The oldest surviving building in Wicklow proper is the ruined Franciscan friary, founded in 1252 and dissolved by Henry VIII in 1551 - its bones stand at the west end of Main Street, inside the gardens of the local Catholic parish grounds. Wicklow Town Hall dates from around 1690. The Black Castle, perched on a rocky promontory at the south end of the harbour, was once an Anglo-Norman fortress and is now a romantic ruin photographed by everyone who walks the coastline. The town's most consequential nineteenth-century building is, surprisingly, the East Breakwater, designed by William George Strype and built by John Jackson in the early 1880s. It made the harbour usable for modern shipping and shaped the modern town's economy. The northern groyne, built by John Pansing and Louis Nott of Bristol, was completed around 1909. An obelisk in Fitzwilliam Square commemorates Captain Robert Halpin, who was born in Wicklow in 1836 and served as First Officer of the SS Great Eastern when it laid the first successful transatlantic telegraph cable in 1866, later becoming one of the greatest cable-laying captains in history.

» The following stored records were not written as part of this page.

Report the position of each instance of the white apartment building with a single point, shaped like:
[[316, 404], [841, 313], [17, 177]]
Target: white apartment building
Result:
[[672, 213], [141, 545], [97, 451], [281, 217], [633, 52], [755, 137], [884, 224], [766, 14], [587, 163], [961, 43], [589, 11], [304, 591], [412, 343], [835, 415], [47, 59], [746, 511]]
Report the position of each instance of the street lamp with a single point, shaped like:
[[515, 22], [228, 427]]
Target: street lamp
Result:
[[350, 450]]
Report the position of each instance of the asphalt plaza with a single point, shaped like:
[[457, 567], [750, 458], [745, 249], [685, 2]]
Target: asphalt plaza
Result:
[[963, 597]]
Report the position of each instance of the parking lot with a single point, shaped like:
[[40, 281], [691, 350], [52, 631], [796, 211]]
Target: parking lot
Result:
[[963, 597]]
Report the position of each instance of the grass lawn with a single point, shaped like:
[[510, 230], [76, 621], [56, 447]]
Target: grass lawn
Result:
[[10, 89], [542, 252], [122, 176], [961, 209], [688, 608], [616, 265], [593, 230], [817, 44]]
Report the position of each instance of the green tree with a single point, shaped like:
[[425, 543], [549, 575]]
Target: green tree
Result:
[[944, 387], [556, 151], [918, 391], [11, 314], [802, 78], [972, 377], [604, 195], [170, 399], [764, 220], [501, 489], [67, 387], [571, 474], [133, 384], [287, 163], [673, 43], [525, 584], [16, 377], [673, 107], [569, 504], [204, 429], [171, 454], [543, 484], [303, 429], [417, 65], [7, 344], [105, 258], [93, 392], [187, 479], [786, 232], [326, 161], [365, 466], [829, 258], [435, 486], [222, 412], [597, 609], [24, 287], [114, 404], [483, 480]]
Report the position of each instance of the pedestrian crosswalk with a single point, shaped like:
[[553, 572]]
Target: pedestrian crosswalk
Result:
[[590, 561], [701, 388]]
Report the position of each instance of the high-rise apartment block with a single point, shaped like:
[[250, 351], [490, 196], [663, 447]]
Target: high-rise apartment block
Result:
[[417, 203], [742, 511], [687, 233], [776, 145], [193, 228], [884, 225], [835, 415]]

Wicklow's climate is gentler than its windswept reputation suggests. The Wicklow Mountains shelter it from the prevailing westerly winds, and Ballyguile Hill blocks moisture coming from the south-west. The town receives only about 60 percent of the rainfall that falls on Ireland's west coast. The average maximum in January is 9.2 degrees Celsius; in July, 20.4. Easterly winds, when they blow off the European continent in winter, can drop temperatures sharply for short periods, but mostly Wicklow Bay sits warm and dry in its sheltered crescent of stone beach ten kilometres long. From 1950 to 1957, the Leinster Motor Club ran annual car and motorcycle races over an 8.34-mile circuit that passed through the town and Rathnew. Mike Hawthorn, future Formula One world champion, won here. So did the Grand Prix motorcycle ace Reg Armstrong. A granite monument at Whitegates, unveiled in 2000, marks where they raced. Wicklow Head, just south of the town, is the easternmost mainland point in the Republic of Ireland - the place where the country reaches farthest toward Britain and the dawn.
Located at 52.98°N, 6.03°W on the Irish Sea coast, about 42 km south of Dublin city centre. Best viewed at 2,500-5,000 ft AGL; the crescent of Wicklow Bay and the prominent Wicklow Head are easily identifiable, with the Wicklow Mountains rising to the west. Nearest airports: Dublin (EIDW) 45 km north, Waterford (EIWF) 120 km south-west.